Today, corporate America having repaired its balance sheet after the dotcom bubble is in no mood for increased borrowing, U.S. consumers are looking to repair their own balance sheets after the real estate bubble and American government borrowing would already be at unsustainable levels if not for atypical financing rates. There are no more asset bubbles to blow in the U.S. So, like saturated ground when liquidity is poured into the U.S. economy by central bankers it now flows elsewhere. (The above chart courtesy of shows the recent sharp decline for money growth in the U.S.) Nevertheless the Federal Reserve of the U.S. is doing everything it can to grow the monetary base in America resistant to the idea that America’s economy is predisposed at this point to deleveraging, rather than releveraging, debt.

The same is not the case for China, and although it could keep that money from flowing onto its shores by allowing the Yuan to appreciate against the dollar, its commitment to creating jobs by selling exports means it is still trying to preserve Bretton Woods II through the buying of American debt that keeps its currency artificially low. Chinese goods and assets remain artificially cheap in currency terms versus U.S. dollar denominated ones. And the resulting flow of cheap money into China is compounded by its own stimulus plan and loaning by its government controlled entities.

Government debt is fueling this last series of asset inflation. Because of the continuation of Bretton Woods II U.S. bonds are being unsustainably priced. In the Eurozone the acronym PIIGS has been coined to label the debt problems of Portugal, Italy, Ireland, Greece and Spain. The cheap money is also fueling an asset bubble in Chinese real estate, while the monetary regime and stimulative government lending is fueling unsustainable growth and inflation in the Chinese economy at large. In turn increased commodity appreciation related to the growth of China and the need for investors to find somewhere to park their money is fueling asset inflation in commodities markets. And emerging markets often linked to commodities or export-led currency policies are also entering dangerous territory. Events are conspiring for a nasty turn in the future.

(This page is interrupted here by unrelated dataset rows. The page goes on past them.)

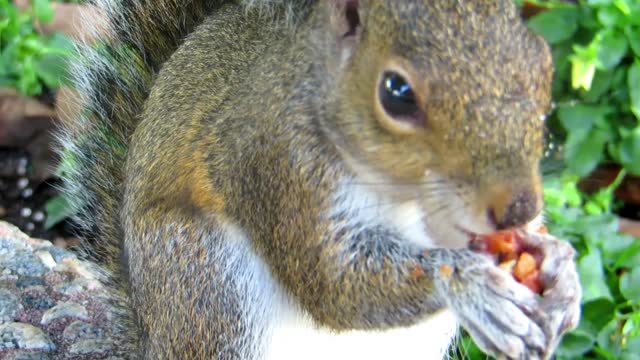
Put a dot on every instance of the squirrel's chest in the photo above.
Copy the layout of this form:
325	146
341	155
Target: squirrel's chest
297	338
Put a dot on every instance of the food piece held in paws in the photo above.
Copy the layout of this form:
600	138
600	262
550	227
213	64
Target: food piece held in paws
512	255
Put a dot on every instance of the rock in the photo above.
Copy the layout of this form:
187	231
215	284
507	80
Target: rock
91	347
59	254
28	355
67	309
15	335
56	312
30	281
9	306
22	263
38	301
80	330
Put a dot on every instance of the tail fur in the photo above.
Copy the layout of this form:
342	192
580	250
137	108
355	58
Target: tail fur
113	80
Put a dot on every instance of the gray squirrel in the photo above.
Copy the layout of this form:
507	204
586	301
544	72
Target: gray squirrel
290	179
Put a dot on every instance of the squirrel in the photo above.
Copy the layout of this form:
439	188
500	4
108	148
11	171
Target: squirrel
289	179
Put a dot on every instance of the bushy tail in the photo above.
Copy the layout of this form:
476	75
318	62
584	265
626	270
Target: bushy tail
112	80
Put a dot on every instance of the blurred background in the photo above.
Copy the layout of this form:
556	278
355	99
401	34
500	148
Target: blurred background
591	169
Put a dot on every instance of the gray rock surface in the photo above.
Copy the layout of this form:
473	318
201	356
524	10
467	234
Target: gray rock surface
9	305
63	310
14	335
53	305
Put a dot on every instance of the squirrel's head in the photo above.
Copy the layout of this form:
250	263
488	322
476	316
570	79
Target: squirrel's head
445	100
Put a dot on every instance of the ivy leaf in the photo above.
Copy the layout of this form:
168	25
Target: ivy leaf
575	345
584	152
583	66
592	278
57	209
555	25
630	285
596	315
43	10
612	47
633	36
633	81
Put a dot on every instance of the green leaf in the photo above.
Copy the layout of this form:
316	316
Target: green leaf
611	16
596	315
555	25
583	67
592	277
609	338
575	345
584	152
57	209
633	81
612	47
43	10
581	118
633	36
630	285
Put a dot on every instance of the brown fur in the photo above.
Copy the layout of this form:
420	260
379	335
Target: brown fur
252	123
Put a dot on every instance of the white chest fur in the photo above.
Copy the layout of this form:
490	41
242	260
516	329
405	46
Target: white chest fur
298	339
294	336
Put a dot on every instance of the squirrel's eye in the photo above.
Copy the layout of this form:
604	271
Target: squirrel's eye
396	96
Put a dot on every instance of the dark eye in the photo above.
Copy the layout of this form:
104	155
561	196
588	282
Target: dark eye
396	96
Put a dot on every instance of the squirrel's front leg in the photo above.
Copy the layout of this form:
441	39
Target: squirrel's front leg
370	277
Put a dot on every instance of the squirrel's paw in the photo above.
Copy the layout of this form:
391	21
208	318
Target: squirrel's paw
504	317
560	302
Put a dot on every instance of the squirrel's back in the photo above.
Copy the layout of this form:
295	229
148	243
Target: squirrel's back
113	80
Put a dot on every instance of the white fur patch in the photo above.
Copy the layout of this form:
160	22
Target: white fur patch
292	332
297	338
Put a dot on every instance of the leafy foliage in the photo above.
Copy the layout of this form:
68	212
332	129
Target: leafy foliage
29	61
596	50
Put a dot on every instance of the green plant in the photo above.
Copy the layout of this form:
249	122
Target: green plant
29	61
596	50
596	89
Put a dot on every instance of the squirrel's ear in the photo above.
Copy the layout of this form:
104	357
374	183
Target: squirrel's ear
345	23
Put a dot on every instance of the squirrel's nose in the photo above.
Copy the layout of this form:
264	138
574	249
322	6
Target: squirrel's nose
515	211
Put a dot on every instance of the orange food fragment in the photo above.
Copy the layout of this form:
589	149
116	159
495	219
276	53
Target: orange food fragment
525	265
542	229
446	270
417	272
532	281
504	244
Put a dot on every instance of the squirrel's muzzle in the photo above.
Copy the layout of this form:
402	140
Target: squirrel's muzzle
514	208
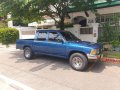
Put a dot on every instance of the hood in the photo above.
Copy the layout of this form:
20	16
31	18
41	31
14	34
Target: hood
87	44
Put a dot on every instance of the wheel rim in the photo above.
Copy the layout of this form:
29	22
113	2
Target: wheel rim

Much of the future growth in the world’s economy, including the Chinese miracle going forward, will prove as unsustainable as the wealth creation around residential real estate proved. Yet, it is also worth keeping in mind that there were several years of such growth between the dotcom bubble bursting in 2000 and real estate bursting in 2007.  To perceive when the end is near an eye should be kept on the monetary spigot and for a change in Federal Reserve policy and the currency policies of countries, like China and Japan. A central bank “managed” change is most likely to instead become a disaster of popping bubbles and the demise of the current global monetary system. Few people recognize that it was the historical norm for a secular bear market to experience the collapse of the global monetary system in the twentieth century. We should not expect this time to be any different.

UPDATE on January 13, 2011 Investor’s Business Daily posted an editorial “Has Fed Lit Inflation Fuse?” with further information on this topic and a reference to the growth in the adjusted monetary base per the following chart; and on January 17, 2011 the Wall Street Journal reported that China’s President predicted the end of the current monetary system.

UPDATE on March, 2011 the title of this blog post was changed and a few edits made to the body of the text.